Text Mining II

Published

October 25, 2023

Introduction

Welcome to the third practical of the week!

The aim of this practical is to introduce you to word embedding, and enhance your understanding of sentiment analysis by doing dictionary-based sentiment embedding.

library(tidyverse) # as always :)
library(tidytext)  # for text mining
library(text2vec)  # our dataset comes from this package

Word Embedding

In this part of the practical we will use word embedding. To work with text, we need to transform it into numerical values. One way is to count the words and weight their frequency (e.g. with TF-IDF). Another method is word embedding. Word embedding techniques such as word2vec and GloVe use neural networks to construct word vectors. With these techniques, words in similar contexts are represented by similar numerical vectors.

We will use the Harry Potter books as our data. Let’s start by installing the harrypotter package from github using remotes.

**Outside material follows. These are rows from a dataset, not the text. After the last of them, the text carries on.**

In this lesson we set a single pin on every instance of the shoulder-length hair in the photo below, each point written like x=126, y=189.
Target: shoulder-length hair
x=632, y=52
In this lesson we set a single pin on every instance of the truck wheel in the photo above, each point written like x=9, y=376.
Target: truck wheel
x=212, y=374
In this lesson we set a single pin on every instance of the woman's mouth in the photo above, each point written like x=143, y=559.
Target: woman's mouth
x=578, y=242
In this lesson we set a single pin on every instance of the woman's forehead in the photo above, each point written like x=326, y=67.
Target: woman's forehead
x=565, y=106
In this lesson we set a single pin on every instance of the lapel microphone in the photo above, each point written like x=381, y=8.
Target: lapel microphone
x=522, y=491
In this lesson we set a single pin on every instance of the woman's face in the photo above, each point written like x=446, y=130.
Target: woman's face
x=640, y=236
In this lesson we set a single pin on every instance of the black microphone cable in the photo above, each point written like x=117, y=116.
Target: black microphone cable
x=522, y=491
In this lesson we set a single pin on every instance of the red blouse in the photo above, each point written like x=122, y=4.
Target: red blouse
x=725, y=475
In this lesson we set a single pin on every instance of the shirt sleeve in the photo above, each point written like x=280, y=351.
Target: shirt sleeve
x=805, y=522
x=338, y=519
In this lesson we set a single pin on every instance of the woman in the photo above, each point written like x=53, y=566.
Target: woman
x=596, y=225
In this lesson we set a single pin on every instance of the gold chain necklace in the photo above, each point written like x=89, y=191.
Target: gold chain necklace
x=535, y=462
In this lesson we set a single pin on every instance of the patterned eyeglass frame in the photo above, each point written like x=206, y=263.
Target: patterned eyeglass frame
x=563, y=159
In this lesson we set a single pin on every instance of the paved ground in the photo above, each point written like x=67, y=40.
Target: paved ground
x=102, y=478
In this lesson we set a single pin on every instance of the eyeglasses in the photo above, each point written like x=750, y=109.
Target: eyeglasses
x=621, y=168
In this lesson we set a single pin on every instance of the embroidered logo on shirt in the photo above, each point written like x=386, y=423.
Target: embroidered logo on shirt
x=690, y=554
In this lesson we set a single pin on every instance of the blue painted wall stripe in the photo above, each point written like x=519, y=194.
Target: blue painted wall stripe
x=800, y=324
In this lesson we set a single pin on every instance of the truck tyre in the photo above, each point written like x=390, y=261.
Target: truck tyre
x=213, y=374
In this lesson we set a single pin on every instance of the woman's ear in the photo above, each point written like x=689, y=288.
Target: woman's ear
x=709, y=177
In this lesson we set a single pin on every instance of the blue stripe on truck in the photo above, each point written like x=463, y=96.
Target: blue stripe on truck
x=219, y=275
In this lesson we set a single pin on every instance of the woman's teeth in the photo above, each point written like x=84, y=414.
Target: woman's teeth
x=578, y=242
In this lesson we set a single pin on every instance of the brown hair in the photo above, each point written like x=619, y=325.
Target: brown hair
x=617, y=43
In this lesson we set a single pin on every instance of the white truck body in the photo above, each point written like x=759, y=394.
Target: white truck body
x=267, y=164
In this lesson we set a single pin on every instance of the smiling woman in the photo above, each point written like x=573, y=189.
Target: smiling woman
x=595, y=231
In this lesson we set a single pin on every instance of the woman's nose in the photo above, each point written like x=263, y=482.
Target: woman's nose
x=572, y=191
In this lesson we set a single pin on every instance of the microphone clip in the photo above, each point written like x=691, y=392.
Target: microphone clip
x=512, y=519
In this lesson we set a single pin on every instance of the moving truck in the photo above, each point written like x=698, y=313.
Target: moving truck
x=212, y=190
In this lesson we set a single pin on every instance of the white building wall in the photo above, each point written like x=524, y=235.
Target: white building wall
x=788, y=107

remotes::install_github("bradleyboehmke/harrypotter")
library(harrypotter) # Not to be confused with the CRAN palettes package

The harrypotter package supplies the first seven novels in the Harry Potter series. Here is some info about this data set:

  • A data set with all Harry Potter books.
    This data set contains the full texts of the first seven Harry Potter books (see below the list). Each text is in a character vector with each element representing a single chapter. It is provided from the harrypotter package written by Bradley Boehmke.

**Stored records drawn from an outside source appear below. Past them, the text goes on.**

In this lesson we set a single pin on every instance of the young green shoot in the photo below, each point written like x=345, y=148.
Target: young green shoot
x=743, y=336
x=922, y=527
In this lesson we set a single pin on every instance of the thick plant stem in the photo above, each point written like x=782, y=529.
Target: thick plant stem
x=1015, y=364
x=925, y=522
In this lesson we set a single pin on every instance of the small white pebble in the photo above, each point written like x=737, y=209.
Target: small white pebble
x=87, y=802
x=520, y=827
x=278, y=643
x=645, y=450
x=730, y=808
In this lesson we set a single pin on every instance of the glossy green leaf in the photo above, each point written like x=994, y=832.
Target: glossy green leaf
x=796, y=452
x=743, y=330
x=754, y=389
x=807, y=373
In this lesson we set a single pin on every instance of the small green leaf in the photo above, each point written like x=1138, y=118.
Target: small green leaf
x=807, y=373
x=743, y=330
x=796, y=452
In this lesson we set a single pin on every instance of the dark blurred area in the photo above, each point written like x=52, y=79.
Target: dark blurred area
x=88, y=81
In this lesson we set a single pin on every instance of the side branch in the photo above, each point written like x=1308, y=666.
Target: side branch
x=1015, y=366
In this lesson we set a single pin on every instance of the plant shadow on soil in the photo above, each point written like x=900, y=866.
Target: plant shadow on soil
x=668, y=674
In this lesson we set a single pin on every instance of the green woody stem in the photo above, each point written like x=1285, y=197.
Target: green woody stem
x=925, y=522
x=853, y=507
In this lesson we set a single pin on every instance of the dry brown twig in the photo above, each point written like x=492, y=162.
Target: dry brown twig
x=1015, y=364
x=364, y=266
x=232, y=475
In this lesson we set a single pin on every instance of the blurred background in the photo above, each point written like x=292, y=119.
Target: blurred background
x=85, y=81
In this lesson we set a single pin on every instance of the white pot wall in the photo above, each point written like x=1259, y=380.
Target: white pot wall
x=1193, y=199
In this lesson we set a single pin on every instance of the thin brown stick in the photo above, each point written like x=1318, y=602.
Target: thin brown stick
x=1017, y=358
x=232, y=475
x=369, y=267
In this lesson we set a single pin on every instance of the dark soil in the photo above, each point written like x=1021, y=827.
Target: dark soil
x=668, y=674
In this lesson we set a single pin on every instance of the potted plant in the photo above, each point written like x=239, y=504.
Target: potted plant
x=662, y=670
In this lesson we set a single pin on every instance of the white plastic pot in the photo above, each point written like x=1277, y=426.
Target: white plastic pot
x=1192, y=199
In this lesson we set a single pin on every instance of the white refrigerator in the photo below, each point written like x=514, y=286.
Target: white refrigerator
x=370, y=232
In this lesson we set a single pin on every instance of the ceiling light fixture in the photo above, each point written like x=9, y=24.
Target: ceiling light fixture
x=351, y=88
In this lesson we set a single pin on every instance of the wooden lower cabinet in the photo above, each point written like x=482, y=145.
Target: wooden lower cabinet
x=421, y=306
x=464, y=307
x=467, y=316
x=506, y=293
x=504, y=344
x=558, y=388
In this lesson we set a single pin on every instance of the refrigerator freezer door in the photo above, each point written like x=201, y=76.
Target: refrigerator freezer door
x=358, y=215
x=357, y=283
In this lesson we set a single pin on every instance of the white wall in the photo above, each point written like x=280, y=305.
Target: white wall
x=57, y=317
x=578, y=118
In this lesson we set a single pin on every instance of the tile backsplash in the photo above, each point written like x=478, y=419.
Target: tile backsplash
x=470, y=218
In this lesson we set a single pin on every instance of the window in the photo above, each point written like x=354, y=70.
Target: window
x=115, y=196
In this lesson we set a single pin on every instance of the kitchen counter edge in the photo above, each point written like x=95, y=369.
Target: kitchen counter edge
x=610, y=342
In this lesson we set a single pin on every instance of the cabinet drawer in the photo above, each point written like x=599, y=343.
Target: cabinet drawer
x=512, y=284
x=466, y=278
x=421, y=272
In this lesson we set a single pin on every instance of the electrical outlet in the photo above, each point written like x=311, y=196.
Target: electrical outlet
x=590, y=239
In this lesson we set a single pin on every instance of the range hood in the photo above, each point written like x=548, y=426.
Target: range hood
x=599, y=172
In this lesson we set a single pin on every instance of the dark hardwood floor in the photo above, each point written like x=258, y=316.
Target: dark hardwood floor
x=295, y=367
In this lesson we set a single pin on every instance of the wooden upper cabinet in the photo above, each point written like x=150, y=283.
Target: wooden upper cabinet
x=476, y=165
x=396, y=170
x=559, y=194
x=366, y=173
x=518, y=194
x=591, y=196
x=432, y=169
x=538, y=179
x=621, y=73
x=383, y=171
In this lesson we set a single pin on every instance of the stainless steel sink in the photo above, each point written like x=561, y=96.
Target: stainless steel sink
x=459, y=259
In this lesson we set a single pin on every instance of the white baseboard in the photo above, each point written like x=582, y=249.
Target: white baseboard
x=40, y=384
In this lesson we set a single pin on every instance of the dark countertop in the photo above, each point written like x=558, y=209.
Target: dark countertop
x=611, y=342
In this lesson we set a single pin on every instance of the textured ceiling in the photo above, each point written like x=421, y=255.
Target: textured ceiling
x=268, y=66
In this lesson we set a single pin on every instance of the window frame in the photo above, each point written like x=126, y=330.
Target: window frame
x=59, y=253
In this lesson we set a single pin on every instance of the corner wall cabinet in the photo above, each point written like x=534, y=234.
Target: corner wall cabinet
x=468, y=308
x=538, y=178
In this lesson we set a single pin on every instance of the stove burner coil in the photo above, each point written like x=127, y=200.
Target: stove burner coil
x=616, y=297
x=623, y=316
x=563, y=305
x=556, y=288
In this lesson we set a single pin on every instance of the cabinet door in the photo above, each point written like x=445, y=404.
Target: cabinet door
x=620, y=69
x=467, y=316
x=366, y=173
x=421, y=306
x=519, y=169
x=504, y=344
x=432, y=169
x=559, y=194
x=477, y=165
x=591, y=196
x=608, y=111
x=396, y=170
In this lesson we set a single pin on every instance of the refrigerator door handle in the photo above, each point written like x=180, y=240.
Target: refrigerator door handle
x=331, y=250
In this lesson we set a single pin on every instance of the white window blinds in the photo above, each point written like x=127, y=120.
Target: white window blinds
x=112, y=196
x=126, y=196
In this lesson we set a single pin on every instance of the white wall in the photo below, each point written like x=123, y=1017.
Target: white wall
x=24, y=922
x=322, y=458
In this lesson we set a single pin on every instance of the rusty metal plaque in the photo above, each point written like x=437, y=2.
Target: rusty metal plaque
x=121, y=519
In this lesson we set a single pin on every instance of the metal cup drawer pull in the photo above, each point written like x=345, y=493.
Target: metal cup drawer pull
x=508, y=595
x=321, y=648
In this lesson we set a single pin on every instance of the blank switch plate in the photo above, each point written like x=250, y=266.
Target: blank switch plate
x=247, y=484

    • philosophers_stone: Harry Potter and the Philosophers Stone, published in 1997
    • chamber_of_secrets: Harry Potter and the Chamber of Secrets, published in 1998
    • prisoner_of_azkaban: Harry Potter and the Prisoner of Azkaban, published in 1999
    • goblet_of_fire: Harry Potter and the Goblet of Fire, published in 2000
    • order_of_the_phoenix: Harry Potter and the Order of the Phoenix, published in 2003
    • half_blood_prince: Harry Potter and the Half-Blood Prince, published in 2005
    • deathly_hallows: Harry Potter and the Deathly Hallows, published in 2007
1. Use the code below to load the first seven novels in the Harry Potter series.
hp_books <- c("philosophers_stone", "chamber_of_secrets",
              "prisoner_of_azkaban", "goblet_of_fire",
              "order_of_the_phoenix", "half_blood_prince",
              "deathly_hallows")

hp_words <- list(
  philosophers_stone,
  chamber_of_secrets,
  prisoner_of_azkaban,
  goblet_of_fire,
  order_of_the_phoenix,
  half_blood_prince,
  deathly_hallows
) |>
  # name each list element
  set_names(hp_books) |>
  # convert each book to a data frame and merge into a single data frame
  map_df(as_tibble, .id = "book") |>
  # convert book to a factor
  mutate(book = factor(book, levels = hp_books)) |>
  # remove empty chapters
  filter(!is.na(value)) |>
  # create a chapter id column
  group_by(book) |>
  mutate(chapter = row_number(book))

head(hp_words)
2. Use the unnest_tokens function from the tidytext package to tokenize the data frame and name your object hp_words.
3. Remove the stop words from the tokenized data frame.

Hint: Use anti_join function to filter the stop_words from the tidytext package.

4. Creates a vocabulary of unique terms using the create_vocabulary function from the text2vec package and remove the words that they appear less than 5 times.

Hint: The code is given below, make sure you understand it.
Step 1. Create a list of words from hp_words (iterator object) using list function.
Step 2. Use the itoken function on the word list to create index-tokens.
Step 3: Use the create_vocabulary function on the itoken object to collect unique terms.
Step 4: Use the prune_vocabulary on the dataframe of unique terms and specify term_count_min = 5 to filter the infrequent terms.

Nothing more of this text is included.